Lina Zook of Wayne County, Ohio was a single woman who worked at the Chicago Home Mission from 1895 to 1900. In December 1901, Zook received an unexpected letter from Ressler. Only the first page of the letter survives, but it is clear that the letter contained a marriage proposal! Over the next 18 months, the two carried out a long-distance courtship by mail. Their courtship letters are available in the Mennonite Church USA Archives – Goshen.
Ressler and Zook married on June 18, 1903, while Ressler was in the United States on a three month furlough. Their correspondence in the spring and early summer of 1903 overflowed with wedding details – setting the date, making Lina’s wedding dress, and wondering who knows about their plans to wed. Yet they never discussed a honeymoon. After the Civil War, honeymoons had become common for American middle and upper class newlyweds. In fact, Lina Zook mentioned in her letters newlywed Mennonite friends taking trips “out East” and “out West” before settling into domestic life. But for Ressler and Zook, it seems that obligations to speak to various Mennonite congregations about Indian mission work took precedence over a honeymoon.
This tintype, however, suggests that the Resslers indeed made time for a brief honeymoon. Jacob Ressler’s diary confirms an overnight trip to Niagara Falls on August 12, 1903, between visits to Mennonite communities in Ontario and upstate New York. The couple stayed in the Tower Hotel rather than overnighting with a Mennonite family, and they had this picture taken in front of a backdrop depicting the falls. The next night, the Resslers resumed their congregational visits. Less than three months later, they sailed for India.
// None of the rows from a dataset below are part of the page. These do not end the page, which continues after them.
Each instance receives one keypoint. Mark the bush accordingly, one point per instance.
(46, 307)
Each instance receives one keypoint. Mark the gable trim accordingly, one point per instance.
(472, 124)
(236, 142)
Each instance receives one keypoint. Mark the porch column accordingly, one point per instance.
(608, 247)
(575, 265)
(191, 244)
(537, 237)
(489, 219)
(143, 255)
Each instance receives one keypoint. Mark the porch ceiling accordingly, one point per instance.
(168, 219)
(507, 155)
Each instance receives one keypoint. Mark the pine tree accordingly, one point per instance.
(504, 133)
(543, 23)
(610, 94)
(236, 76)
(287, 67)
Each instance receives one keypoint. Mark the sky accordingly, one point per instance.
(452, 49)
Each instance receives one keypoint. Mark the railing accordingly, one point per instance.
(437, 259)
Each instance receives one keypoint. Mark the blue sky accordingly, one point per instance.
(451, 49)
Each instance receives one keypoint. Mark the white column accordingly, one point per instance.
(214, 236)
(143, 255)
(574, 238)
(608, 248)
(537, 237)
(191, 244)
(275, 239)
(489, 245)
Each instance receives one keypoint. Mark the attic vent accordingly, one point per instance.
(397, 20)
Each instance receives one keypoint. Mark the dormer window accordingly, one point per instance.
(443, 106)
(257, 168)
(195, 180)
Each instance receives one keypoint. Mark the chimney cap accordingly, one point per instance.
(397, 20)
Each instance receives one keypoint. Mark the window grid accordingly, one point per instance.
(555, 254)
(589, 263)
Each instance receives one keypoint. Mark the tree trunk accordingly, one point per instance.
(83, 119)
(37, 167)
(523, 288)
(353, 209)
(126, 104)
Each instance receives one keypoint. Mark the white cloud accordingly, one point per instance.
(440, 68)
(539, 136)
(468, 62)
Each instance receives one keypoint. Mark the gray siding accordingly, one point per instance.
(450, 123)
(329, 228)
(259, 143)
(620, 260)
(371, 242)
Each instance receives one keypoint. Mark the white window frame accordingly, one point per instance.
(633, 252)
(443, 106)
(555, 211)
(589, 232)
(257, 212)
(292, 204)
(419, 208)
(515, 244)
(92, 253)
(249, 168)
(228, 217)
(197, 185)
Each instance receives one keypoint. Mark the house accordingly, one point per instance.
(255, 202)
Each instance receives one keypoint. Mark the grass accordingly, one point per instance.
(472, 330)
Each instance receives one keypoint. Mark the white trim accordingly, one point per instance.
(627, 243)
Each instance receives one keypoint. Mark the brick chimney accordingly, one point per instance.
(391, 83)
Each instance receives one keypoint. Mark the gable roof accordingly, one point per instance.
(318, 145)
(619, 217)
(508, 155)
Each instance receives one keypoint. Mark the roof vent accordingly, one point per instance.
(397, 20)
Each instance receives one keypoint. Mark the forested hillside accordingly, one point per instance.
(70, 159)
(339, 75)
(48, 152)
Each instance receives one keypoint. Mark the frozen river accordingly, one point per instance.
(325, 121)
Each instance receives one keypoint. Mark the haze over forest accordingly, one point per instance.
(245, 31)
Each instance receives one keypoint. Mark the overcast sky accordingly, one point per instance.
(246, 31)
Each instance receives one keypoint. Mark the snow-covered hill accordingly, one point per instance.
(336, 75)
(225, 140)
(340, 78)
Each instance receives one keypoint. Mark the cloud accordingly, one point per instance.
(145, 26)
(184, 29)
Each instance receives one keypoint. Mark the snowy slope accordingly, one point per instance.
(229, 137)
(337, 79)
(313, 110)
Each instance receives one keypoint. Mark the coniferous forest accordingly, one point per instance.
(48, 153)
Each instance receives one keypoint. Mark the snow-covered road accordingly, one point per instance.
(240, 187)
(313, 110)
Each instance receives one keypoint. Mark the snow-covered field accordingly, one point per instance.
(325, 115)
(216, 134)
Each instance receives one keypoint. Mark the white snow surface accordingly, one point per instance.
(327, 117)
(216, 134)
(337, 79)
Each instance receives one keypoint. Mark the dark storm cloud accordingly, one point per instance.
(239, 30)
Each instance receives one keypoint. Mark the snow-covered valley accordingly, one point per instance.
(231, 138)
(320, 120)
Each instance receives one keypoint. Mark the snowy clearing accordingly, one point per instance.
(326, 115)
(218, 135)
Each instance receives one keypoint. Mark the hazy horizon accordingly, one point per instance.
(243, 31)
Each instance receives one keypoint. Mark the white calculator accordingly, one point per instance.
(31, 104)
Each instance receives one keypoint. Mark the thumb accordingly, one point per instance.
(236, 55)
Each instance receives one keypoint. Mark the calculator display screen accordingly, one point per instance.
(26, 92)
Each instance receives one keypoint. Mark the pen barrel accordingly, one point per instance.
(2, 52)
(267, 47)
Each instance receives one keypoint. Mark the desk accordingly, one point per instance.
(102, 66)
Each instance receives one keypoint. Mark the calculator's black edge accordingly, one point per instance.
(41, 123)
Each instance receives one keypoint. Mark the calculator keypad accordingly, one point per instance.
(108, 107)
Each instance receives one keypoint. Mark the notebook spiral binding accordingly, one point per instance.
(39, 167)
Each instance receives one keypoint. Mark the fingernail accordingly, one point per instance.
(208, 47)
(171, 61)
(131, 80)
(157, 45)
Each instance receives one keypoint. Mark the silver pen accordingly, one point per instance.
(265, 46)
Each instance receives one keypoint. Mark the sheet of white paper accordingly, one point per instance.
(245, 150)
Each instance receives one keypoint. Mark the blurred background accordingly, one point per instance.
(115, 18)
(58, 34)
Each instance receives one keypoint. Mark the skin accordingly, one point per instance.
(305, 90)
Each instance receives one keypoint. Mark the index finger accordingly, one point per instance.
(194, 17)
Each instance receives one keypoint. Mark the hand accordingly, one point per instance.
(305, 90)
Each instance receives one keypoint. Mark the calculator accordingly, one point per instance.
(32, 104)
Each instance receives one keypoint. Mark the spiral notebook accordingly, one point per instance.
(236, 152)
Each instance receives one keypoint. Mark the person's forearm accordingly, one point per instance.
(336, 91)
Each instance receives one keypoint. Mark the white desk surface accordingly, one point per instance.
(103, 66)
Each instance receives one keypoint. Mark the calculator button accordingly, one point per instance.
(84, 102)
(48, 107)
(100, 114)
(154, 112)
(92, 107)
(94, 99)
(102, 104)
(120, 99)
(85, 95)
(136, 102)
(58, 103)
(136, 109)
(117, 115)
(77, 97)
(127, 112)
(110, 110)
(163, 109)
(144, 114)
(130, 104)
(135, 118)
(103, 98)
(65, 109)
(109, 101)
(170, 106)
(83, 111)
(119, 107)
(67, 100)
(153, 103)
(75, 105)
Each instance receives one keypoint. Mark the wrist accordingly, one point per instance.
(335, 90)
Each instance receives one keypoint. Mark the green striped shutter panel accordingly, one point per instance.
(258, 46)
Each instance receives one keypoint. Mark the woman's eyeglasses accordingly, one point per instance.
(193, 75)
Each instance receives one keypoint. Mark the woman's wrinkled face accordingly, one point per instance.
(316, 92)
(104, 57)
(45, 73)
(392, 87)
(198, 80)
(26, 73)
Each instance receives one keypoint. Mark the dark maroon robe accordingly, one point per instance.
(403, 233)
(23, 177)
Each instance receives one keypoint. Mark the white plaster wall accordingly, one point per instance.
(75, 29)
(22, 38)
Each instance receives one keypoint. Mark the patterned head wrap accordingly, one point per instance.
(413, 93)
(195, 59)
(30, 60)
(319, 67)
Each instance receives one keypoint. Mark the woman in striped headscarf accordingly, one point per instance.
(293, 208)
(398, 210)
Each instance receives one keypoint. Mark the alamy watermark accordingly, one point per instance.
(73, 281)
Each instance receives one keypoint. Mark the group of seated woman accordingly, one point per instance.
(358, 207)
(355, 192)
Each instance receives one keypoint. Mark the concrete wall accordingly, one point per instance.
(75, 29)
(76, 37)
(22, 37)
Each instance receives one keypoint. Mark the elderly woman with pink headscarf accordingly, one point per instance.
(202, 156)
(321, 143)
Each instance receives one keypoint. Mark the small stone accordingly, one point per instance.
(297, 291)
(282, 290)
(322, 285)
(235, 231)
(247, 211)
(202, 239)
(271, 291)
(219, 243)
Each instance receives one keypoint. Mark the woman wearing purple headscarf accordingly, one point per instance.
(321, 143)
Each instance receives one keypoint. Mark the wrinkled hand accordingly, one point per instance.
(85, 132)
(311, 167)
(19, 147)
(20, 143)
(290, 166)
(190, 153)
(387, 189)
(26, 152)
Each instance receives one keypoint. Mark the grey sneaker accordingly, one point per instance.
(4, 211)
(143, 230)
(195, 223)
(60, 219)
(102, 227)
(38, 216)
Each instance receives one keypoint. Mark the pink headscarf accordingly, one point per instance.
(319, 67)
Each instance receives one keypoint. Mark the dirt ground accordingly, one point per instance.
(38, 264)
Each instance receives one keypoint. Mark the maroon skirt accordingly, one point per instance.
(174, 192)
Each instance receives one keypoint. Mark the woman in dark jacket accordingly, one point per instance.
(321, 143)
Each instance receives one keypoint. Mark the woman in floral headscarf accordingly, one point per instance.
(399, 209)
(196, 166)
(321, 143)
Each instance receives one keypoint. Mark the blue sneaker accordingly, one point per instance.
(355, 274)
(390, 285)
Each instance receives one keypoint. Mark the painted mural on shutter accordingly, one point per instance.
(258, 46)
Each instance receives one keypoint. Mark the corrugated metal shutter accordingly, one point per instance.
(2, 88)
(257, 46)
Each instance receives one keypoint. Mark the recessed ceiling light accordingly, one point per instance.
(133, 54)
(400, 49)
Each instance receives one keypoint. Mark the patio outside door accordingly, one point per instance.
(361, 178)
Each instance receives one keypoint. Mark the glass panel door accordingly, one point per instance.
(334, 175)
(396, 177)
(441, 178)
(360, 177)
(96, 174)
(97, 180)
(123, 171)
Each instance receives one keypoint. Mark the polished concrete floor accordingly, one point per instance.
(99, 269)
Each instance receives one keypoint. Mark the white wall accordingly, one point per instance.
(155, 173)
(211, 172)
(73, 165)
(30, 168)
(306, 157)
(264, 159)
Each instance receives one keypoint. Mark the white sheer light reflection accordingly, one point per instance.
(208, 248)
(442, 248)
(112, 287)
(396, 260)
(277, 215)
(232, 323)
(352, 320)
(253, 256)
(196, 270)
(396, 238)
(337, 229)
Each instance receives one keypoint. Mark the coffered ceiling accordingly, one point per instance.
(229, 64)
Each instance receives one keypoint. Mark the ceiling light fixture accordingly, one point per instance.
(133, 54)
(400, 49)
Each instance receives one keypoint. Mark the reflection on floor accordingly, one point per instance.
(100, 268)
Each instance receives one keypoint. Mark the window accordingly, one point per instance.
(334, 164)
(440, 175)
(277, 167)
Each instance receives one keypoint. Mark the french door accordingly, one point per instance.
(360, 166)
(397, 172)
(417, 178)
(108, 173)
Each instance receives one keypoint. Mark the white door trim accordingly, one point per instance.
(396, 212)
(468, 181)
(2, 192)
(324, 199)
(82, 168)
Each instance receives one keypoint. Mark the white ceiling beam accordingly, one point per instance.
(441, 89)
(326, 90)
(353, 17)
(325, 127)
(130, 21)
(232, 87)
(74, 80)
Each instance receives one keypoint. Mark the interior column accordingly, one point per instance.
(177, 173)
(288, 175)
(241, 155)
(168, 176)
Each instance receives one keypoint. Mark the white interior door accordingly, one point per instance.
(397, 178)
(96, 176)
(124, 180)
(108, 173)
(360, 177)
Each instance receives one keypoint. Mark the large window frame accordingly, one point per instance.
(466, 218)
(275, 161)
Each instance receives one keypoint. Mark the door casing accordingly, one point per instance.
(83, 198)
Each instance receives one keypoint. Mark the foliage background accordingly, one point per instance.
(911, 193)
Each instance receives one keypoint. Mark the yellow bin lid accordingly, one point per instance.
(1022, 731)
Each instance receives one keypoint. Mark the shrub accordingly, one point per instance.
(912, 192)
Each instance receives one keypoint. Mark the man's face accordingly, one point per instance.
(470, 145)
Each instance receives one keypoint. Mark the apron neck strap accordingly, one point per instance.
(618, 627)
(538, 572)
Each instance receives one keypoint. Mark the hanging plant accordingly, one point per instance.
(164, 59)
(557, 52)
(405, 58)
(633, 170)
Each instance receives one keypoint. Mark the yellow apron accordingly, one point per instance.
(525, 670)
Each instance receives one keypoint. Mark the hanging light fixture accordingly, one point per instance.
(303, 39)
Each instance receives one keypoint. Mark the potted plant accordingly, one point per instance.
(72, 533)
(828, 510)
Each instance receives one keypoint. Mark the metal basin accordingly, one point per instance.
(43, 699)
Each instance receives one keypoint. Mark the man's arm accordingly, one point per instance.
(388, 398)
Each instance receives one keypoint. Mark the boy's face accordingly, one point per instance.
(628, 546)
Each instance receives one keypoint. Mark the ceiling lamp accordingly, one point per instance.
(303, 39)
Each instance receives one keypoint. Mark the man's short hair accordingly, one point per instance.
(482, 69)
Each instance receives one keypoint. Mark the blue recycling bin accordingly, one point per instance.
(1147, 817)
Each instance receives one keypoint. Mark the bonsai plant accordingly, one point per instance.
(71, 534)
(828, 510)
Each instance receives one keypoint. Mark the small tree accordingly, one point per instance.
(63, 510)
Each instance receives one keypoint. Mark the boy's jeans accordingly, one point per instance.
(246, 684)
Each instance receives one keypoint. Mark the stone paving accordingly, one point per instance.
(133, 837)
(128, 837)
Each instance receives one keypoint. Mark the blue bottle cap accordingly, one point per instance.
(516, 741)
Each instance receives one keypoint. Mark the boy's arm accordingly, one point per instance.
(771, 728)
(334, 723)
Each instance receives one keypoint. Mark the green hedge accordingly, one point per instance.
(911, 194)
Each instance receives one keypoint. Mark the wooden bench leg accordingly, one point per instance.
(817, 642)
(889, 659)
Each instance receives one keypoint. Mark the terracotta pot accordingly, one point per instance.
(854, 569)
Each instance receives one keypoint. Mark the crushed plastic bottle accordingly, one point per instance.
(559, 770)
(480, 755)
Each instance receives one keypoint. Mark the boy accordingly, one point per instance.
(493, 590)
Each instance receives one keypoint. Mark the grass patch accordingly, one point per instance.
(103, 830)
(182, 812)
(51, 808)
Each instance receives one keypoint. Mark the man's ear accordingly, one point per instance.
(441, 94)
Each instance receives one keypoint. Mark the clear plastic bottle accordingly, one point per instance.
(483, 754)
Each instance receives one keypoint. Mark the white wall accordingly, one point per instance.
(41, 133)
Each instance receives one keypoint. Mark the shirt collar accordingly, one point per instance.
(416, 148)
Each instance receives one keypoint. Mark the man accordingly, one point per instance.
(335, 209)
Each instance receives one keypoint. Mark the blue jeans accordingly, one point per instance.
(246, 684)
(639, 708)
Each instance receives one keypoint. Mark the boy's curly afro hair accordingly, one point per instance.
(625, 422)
This tintype and the story behind it made me wonder: was Niagara Falls a popular honeymoon destination for Mennonites and non-Mennonites alike? Given its proximity to Mennonite communities in Ontario, Ohio, and Pennsylvania, might Niagara Falls even have had special appeal for Mennonites? In addition to a convenient location, the Falls offered natural beauty and fewer worldly distractions than other contemporary resorts.